I am currently on an elimination diet but I will only have a limited time to test foods in the reintroduction phase before I have to go away for the summer and eat what is provided for me. I’m looking for ways to test the most types of food in the least amount of time so that I can give some reasonable dietary restrictions to those cooking for me (i.e. no dairy, no gluten, or whatever). Do you think testing a food from one group will give me at least some idea of how I react to the other foods in that group? Like, if I eat eggplants with no problem do you think I’ll be okay with other nightshades? Also, would you prioritize gut healing time or allergy testing time? I’m thinking I could be on an elimination diet for 3 weeks and then test a reasonable amount of foods, or I could give my gut more time to heal by not trying to reintroduce anything for 6 weeks or so. Any advice would be greatly appreciated. Thanks!!
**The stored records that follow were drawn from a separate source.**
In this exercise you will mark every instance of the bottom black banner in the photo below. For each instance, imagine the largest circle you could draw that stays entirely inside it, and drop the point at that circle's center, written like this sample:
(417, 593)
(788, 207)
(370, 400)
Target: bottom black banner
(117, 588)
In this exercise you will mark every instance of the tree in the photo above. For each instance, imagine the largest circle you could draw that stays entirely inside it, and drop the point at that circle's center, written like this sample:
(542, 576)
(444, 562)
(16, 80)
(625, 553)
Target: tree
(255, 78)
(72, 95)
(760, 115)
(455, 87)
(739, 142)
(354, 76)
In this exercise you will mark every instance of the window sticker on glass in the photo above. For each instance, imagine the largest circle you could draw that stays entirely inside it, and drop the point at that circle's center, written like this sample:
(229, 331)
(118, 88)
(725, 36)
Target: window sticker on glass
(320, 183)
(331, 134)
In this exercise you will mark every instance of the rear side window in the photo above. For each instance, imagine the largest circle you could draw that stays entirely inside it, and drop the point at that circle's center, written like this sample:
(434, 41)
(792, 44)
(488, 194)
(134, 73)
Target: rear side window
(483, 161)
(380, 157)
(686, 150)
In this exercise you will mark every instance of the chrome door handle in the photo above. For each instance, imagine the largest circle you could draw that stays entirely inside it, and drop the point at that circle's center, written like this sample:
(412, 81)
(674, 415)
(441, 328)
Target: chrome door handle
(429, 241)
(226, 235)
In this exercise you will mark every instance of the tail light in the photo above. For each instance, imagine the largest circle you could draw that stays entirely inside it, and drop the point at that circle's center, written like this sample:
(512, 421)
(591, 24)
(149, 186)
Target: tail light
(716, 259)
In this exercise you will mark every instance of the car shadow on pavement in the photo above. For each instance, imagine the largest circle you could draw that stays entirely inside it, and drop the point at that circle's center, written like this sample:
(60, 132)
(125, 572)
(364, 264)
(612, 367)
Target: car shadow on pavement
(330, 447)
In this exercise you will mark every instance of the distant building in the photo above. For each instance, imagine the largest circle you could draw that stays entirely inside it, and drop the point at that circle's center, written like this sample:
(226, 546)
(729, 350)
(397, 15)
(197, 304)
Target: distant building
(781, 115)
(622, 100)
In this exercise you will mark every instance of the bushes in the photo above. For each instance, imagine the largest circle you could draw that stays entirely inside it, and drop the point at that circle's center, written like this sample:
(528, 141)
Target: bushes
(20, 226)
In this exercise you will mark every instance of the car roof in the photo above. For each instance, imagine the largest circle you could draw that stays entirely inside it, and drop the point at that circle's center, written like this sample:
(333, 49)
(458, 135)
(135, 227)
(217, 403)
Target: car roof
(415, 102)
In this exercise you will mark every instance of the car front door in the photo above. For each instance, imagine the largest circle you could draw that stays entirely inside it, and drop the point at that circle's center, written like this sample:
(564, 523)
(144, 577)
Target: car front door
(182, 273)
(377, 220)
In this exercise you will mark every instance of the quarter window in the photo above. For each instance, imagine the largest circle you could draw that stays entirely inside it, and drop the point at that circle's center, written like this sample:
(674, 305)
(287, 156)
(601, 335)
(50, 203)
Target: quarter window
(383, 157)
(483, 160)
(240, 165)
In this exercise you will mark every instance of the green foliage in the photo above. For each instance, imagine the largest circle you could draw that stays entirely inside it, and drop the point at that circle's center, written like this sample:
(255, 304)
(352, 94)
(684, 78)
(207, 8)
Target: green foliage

On elimination diets, foods are meant to be reintroduced one by one. You may tolerate a food from a certain group, and not tolerate the rest… every food is very different. As for when to test, I would work one on one with a doctor to best assess your situation 🙂
When reintroducing foods after an elimination you should be reintroducing food that was raised as naturally as possible, e.g., dairy from grass fed cows with no antibiotics or growth hormones, grass fed beef with no antibiotics or growth hormones, eggs from free range chickens with no antibiotics, etc. That way might be to determine if the problem is with certain or what might in the food.
I have literally eliminated what feels like everything, to a point where I can barley even rotate food anymore. When I try and introduce something, my stomach swells up like a balloon for hours and it’s so painful. I just don’t know what to do and I feel so stuck as to how to introduce something and what because I don’t have a reference for what will do Well
I’m so sorry that you’ve been in so much pain Linden, that is so frustrating and can be so discouraging. If you’d like some more specific resources that might help, feel free to email firstname.lastname@example.org and we can chat further!
Having the same issues after a year and a half of acid reflux/GI symptoms and years of food intolerances..We have been able to pin point the possible cause to a histamine intolerance and have had great results with the vitamin Quercetin. As often it looks like food intolerances making the guessing game of what we can tolerate even more complicated. It acts the same bloating, high acid, etc. You might want to look into it. Hang in there you are not alone ❤️
At this point I’m only good with 2 veggies, beets and broccoli and some flax oil. I can start reintroducing food now and can have a bit of sweet potato but more than a few days in a row and my symptoms start coming back Squash was the same. Any suggestions on the best most nutritious food to start with?. Eggs are highly reactive for me even before my 5 months ( extreme diet ) of 2 veggies ( I’m seeing both a medical Dr. And Naturopath Dr.) Things are so much better and feel normal again thanks to Quercetin (a vitamin) and preparing and choosing low histamine foods the right way. I’m ready to enjoy more foods now! Something more filling maybe , I’m hungry all the time it seems even with 4 great sized meals (4c.+per meal) a day, Thanks for listening!
So glad to hear you’re starting to see some progress! I stand by the tips in the this article and encourage you to follow the advice of your doctor as you navigate the reintroduction process 🙂 Every body is different!